Он ведь, поганец, и не думал отставать, потащился следом. И пыхтел что-то всю дорогу позади них про скверные времена и отвратительные нравы. Идиот! Хоть и при галстуке…
А вороватый прокофьевский поцелуй имел продолжение, да. Он затянул, увлек, заставил забыть и про телятину, и про грибы, и про намечающийся ужин. Пакет был отодвинут ногами к стене, когда попался им на пути в комнату. И уж точно не сентиментальные фильмы они направились туда смотреть. И шептали друг другу совсем не об этом, торопливо раздеваясь в темноте.
Чудно, но оказалось, что Прокофьев знал все же нежные и хорошие слова. И их было удивительно много, и они теснились в его голове, торопились и опережали друг друга, спеша быть услышанными. Поэтому, наверное, говорил он все сбивчиво, невнятно, и Даша вряд ли его понимала, сдавленно дыша ему на ухо, потому что говорила в ответ что-то совершенно невпопад.
Он же совсем не то имел в виду, когда говорил ей, что никому ее не отдаст. Он же имел в виду, что никогда и никому! А она вдруг про Муратова что-то…
Что между ними все давно кончено, что тот ей не нужен, и все такое. И что бы Костя ни делал и ни предпринимал…
Пускай только попробует! Он же разорвет его! Он его не то что к ней не подпустит, он же ее имя произносить ему запретит.
Муратов! Кто такой этот Муратов?! Чертов неудачник! Да, да, да! Именно неудачник, кто же еще?!
Та самая женщина, что бросила Гарика когда-то, сейчас бы скептически ухмыльнулась. Мол, из зависти ты так, Прокофьев, на соперника. А вот и нет. А вот и не угадала! Никакой зависти, жалости и осуждения. Он и в самом деле думал теперь про Муратова, как про неудачника и полного кретина.

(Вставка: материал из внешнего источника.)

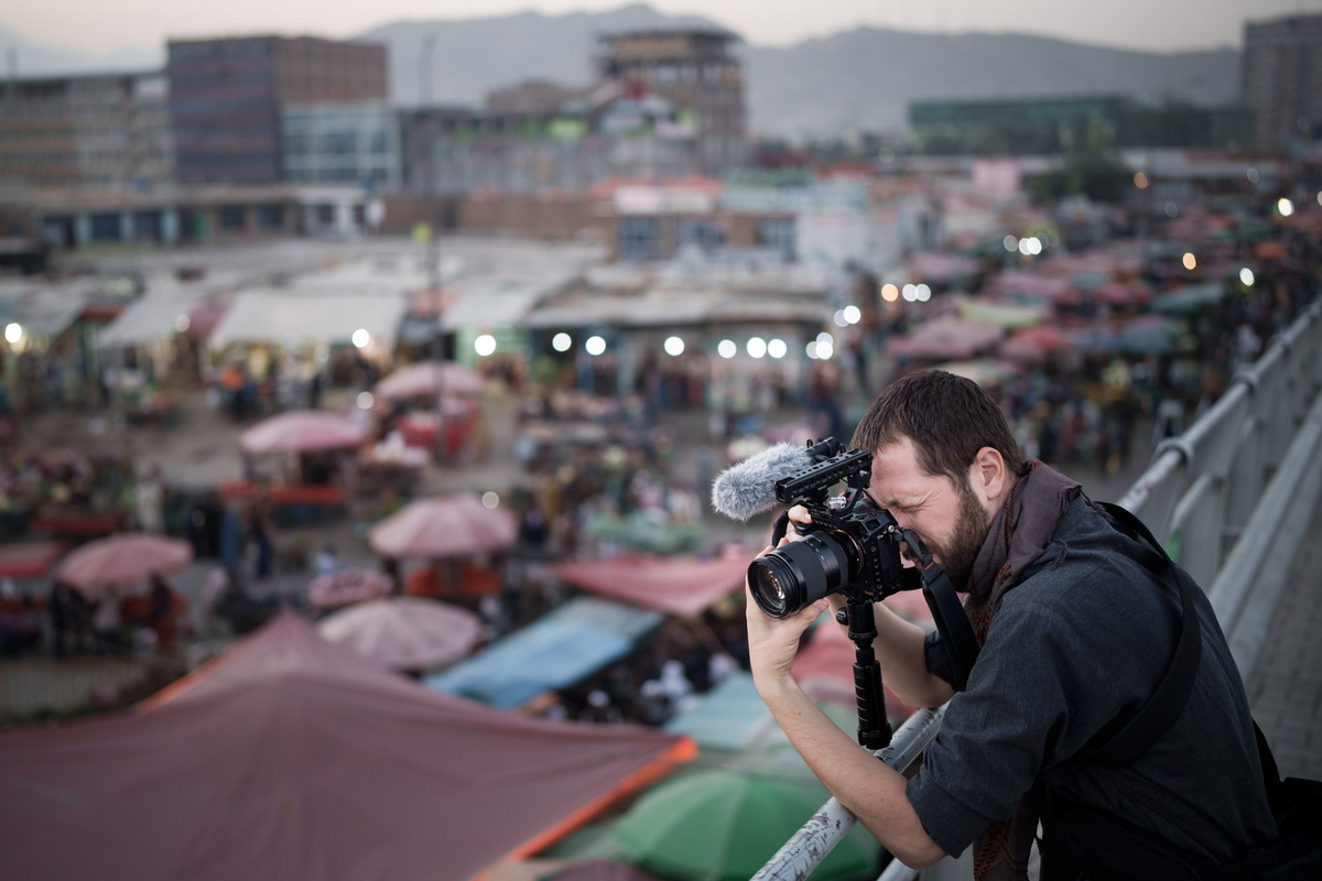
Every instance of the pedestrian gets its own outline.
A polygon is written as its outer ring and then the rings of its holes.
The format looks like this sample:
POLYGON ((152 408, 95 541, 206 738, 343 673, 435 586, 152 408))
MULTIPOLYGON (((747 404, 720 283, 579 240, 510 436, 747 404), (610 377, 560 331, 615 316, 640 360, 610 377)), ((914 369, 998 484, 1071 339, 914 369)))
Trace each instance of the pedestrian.
MULTIPOLYGON (((843 605, 839 594, 780 619, 750 596, 751 666, 805 761, 891 853, 925 868, 974 845, 976 877, 1023 878, 1039 822, 1044 861, 1096 844, 1095 828, 1059 837, 1067 810, 1116 818, 1191 861, 1228 863, 1276 836, 1244 686, 1200 590, 1190 614, 1202 660, 1178 719, 1118 767, 1081 757, 1151 696, 1182 617, 1145 564, 1149 546, 1113 526, 1077 482, 1022 460, 986 392, 937 370, 904 376, 871 403, 851 446, 873 454, 871 501, 968 592, 981 650, 966 686, 952 684, 961 676, 943 637, 875 605, 886 684, 912 707, 948 701, 940 737, 906 779, 791 676, 800 638, 843 605)), ((791 512, 798 524, 805 516, 801 506, 791 512)))

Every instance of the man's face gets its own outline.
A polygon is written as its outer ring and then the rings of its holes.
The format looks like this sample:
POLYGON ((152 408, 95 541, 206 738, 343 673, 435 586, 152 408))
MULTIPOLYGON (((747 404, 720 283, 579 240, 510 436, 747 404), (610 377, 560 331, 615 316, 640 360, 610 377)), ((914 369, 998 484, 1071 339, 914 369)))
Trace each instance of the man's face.
POLYGON ((992 512, 968 478, 956 485, 948 477, 924 473, 914 441, 904 437, 873 454, 869 494, 896 523, 917 532, 956 589, 965 589, 992 524, 992 512))

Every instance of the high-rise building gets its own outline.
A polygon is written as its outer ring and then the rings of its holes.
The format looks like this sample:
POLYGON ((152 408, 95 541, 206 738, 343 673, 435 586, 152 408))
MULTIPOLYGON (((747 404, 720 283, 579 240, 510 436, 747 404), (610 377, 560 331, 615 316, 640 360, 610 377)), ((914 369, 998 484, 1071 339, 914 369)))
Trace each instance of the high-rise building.
POLYGON ((1257 115, 1259 147, 1322 136, 1322 15, 1245 22, 1240 87, 1257 115))
POLYGON ((151 189, 173 177, 165 77, 36 77, 0 83, 0 181, 151 189))
POLYGON ((288 107, 282 144, 287 184, 399 189, 399 114, 386 102, 288 107))
MULTIPOLYGON (((691 127, 702 173, 740 165, 747 153, 743 66, 726 30, 640 30, 607 34, 598 55, 600 79, 644 104, 649 96, 676 106, 691 127)), ((674 131, 674 129, 672 129, 674 131)))
POLYGON ((172 40, 167 75, 182 184, 279 182, 286 108, 389 98, 386 46, 371 42, 172 40))

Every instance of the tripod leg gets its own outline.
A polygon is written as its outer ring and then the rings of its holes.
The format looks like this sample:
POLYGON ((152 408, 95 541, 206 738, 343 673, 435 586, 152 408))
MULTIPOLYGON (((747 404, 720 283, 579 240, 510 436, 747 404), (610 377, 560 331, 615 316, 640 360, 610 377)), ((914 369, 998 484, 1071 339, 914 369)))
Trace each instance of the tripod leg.
POLYGON ((886 719, 886 692, 882 689, 882 667, 873 652, 876 639, 876 614, 871 602, 850 600, 845 606, 849 638, 854 642, 854 696, 858 701, 858 742, 869 749, 882 749, 891 742, 891 724, 886 719))

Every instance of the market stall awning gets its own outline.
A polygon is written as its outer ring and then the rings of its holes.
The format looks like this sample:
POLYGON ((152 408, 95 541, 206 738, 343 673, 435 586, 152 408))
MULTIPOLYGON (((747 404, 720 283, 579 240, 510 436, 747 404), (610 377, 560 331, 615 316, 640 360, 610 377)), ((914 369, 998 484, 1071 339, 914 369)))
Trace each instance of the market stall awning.
POLYGON ((98 349, 141 346, 169 339, 188 330, 189 313, 196 300, 175 297, 141 297, 128 304, 119 317, 97 333, 98 349))
POLYGON ((584 590, 668 614, 697 617, 743 588, 752 556, 627 556, 551 567, 558 579, 584 590))
POLYGON ((693 754, 438 695, 284 613, 131 713, 0 733, 5 873, 472 878, 693 754))
POLYGON ((676 713, 665 729, 687 734, 703 752, 738 752, 779 726, 752 684, 752 674, 740 670, 717 683, 693 707, 676 713))
POLYGON ((377 342, 394 346, 407 308, 408 299, 402 293, 291 295, 275 289, 249 289, 234 299, 212 332, 209 343, 213 349, 235 342, 290 347, 317 342, 346 343, 356 330, 362 329, 377 342))
POLYGON ((619 660, 664 619, 658 612, 579 597, 446 672, 423 679, 423 684, 497 709, 513 709, 619 660))

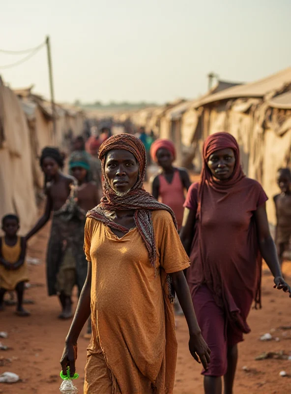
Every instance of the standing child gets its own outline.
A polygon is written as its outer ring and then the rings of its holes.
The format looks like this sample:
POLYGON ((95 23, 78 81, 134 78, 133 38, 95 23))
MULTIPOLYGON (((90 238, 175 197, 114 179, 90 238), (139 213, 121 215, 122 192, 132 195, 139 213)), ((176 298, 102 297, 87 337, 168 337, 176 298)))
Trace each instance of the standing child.
POLYGON ((279 168, 277 182, 281 193, 274 197, 277 214, 275 240, 282 266, 283 254, 291 240, 291 171, 289 168, 279 168))
POLYGON ((22 306, 25 283, 28 281, 25 262, 26 241, 17 235, 19 218, 16 215, 6 215, 2 219, 2 230, 5 234, 0 238, 0 311, 4 307, 4 296, 7 291, 17 294, 16 314, 30 314, 22 306))
POLYGON ((75 262, 73 259, 64 259, 64 251, 69 244, 74 243, 74 236, 77 234, 74 232, 74 180, 61 172, 63 164, 63 158, 58 149, 43 149, 40 164, 45 175, 46 205, 44 214, 26 239, 39 231, 53 212, 46 262, 49 296, 58 294, 62 308, 59 318, 69 319, 72 315, 71 295, 76 281, 75 262))
POLYGON ((151 194, 156 199, 160 197, 161 202, 173 209, 179 230, 183 221, 185 192, 191 185, 189 175, 184 168, 173 166, 176 151, 171 141, 157 139, 151 145, 150 155, 161 170, 152 181, 151 194))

Только полный кретин мог потерять такую женщину, как Даша Коновалова. Только неудачник мог не удержать ее подле себя, предпочтя ей такую же неудачливую, как и сам, женщину. И на пару с ней только идиот мог замыслить такое глупое, странное преступление, которое, как ни крути, а разгадать оказалось не так уж и сложно.
Уже завтра ему будет предъявлено обвинение в тройном умышленном убийстве с отягчающими вину обстоятельствами. И уже завтра, возможно, Татьяна получит назад свой миллион, передаст его Хромому и заживет спокойно и относительно счастливо.